Second, this paper investigates scientific articles in the solar energy field from the year 2004–2010. We especially conducted analyses of un-cited and highly-cited papers in this field on the country, organizational and journal levels. Thus, our study contributes to the research about un-cited and highly-cited papers. This study highlights the influence factors of un-cited papers, which has not received sufficient attention (Yamashita and Yoshinaga 2014; MacRoberts and MacRoberts 2010). Further, this study firstly highlights the critical roles of scientific relatedness and intellectual base in paper citations. We found that a paper with a lower scientific relatedness (or a higher intellectual base) is more likely to be highly-cited, whereas less likely to be un-cited. Scientific relatedness between knowledge elements could be a liability rather than an impetus in citation levels. Consistent with prior research (Bornmann et al. 2010), we found a paper with high intellectual base can avoid detours and mistakes and provide an in-depth view, receiving more citations from others.

Third, this paper makes both theoretical and policy contributions that stem from our research findings. In the theoretical section of the paper, we propose that when the scientific relatedness of a paper is high, this paper is more likely to be un-cited, whereas less likely to be highly-cited. Our empirical results support the theoretical expectations. We further propose that intellectual base, instead, play a converse important role of scientific relatedness on citation levels. Put differently, when the intellectual base of a paper is high, this paper is more likely to be highly-cited, whereas less likely to be un-cited. Energy is a basic human need, and essential for human and social development. Countries try to concentrate on research, development and adoption of renewable energy to cope with the severe challenges in energy issues (Guan et al. 2015). Solar energy is considered as the largest source of renewable energy supply (Timilsina et al. 2012) and this field continues to increase rapidly in recent years. Therefore, scientists, knowledge workers, organizations and even countries should value on the scientific development of solar energy, and then seize innovative opportunities of solar energy science and thus achieve and maintain high-quality scientific performance. Researchers might also consider scientific directions and aim to raise the levels of article quality. With respect to the findings conducted so far, choosing a scientific direction with which papers can obtain attentions or receive citations more easily can be better appropriate. If scientists can analyze their research topics of a paper in the knowledge element co-occurrence networks, surely they can shift their research topics into topics with low relatedness with other research topics, thereby enhancing the citations of this paper. If not, constructing their work based on prior high-quality papers might also be a good choice because it can help a paper in standing on giants’ shoulders and developing its intellectual base.

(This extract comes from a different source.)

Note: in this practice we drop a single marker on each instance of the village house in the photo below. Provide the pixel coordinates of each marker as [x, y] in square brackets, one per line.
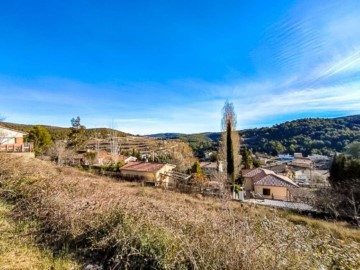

Some limitations may influence our results, which should be noticed in future studies. First, although citation levels are a common proxy for scientific impact of papers, the appropriation of the usage of citation level as a proxy is not clear. Citation network analysis is premised upon an important assumption: higher quality articles are likely to be cited frequently. However, there is no certain relationship between citation levels and article quality. For instance, some articles may be highly-cited just because they are controversial. There could be other reasonable ways to measure scientific impacts in the future. Second, our empirical data comes from a single industry—solar energy. Such sampling may limit the generalizability of our findings to other industries. Further empirical validation is needed in other contexts.